Re: [SOLVED, kind of] Re: ext4: debugfs: icheck: Input/output error while calling ext2fs_block_iterate

2019-09-30 Thread Greg Wooledge
On Sun, Sep 29, 2019 at 03:04:48AM +0200, local10 wrote:
> Sep 28, 2019, 11:24 by bouncingc...@gmail.com:
> 
> > Having read that, I don't see any admission that fsck makes any
> > changes if run without any options as it seems you did. So I
> > wonder what caused the change in the debugfs message.
> >
> 
> man wasn't available in BusyBox so I had to limit myself to the options 
> available through "fsck.ext4 --help". I think I ran it as "fsck.ext4 -cfv 
> /dev/sda", if I remember correctly.

There's always .  It'll redirect
to some variant of the man page in the current stable release, usually.

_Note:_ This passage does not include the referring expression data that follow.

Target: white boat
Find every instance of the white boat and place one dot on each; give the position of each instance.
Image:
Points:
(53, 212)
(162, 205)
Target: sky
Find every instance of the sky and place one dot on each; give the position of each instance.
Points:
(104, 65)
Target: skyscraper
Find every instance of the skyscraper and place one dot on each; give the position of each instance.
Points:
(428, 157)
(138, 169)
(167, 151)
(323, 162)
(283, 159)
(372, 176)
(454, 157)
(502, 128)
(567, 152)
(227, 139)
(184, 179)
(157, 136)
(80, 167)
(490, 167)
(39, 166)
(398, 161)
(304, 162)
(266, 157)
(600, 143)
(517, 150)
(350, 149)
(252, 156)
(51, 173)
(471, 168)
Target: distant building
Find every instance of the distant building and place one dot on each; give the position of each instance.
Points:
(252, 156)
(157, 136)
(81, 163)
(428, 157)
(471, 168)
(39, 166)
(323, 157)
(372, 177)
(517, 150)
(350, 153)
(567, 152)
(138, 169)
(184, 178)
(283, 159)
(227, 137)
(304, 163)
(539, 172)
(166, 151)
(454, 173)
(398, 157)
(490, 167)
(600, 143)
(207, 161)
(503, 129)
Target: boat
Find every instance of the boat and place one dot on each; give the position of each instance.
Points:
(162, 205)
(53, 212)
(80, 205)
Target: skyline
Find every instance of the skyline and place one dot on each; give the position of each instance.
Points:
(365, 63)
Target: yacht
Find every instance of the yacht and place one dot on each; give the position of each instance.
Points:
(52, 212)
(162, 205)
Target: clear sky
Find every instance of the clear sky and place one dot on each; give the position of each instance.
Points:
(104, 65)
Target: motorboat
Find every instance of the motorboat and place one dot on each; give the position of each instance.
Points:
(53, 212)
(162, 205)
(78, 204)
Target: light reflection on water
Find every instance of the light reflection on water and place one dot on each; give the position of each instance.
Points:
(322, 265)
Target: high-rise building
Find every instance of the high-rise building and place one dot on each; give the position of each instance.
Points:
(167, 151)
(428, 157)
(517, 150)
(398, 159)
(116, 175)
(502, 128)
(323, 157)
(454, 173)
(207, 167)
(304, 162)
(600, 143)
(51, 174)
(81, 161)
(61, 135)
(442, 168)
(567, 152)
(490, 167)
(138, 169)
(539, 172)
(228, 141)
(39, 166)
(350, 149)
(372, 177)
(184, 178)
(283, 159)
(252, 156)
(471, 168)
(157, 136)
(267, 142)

Re: ext4: debugfs: icheck: Input/output error while calling ext2fs_block_iterate

2019-09-30 Thread Greg Wooledge
On Sat, Sep 28, 2019 at 04:01:27PM +1000, David wrote:
> > Maybe better to hide the stdout from md5sum:
> > # find junk -xdev -type f -exec md5sum '{}' >/dev/null \;
> 
> To be more precise, that hides the stdout from both md5sum and find,
> but I don't think that matters to the goal.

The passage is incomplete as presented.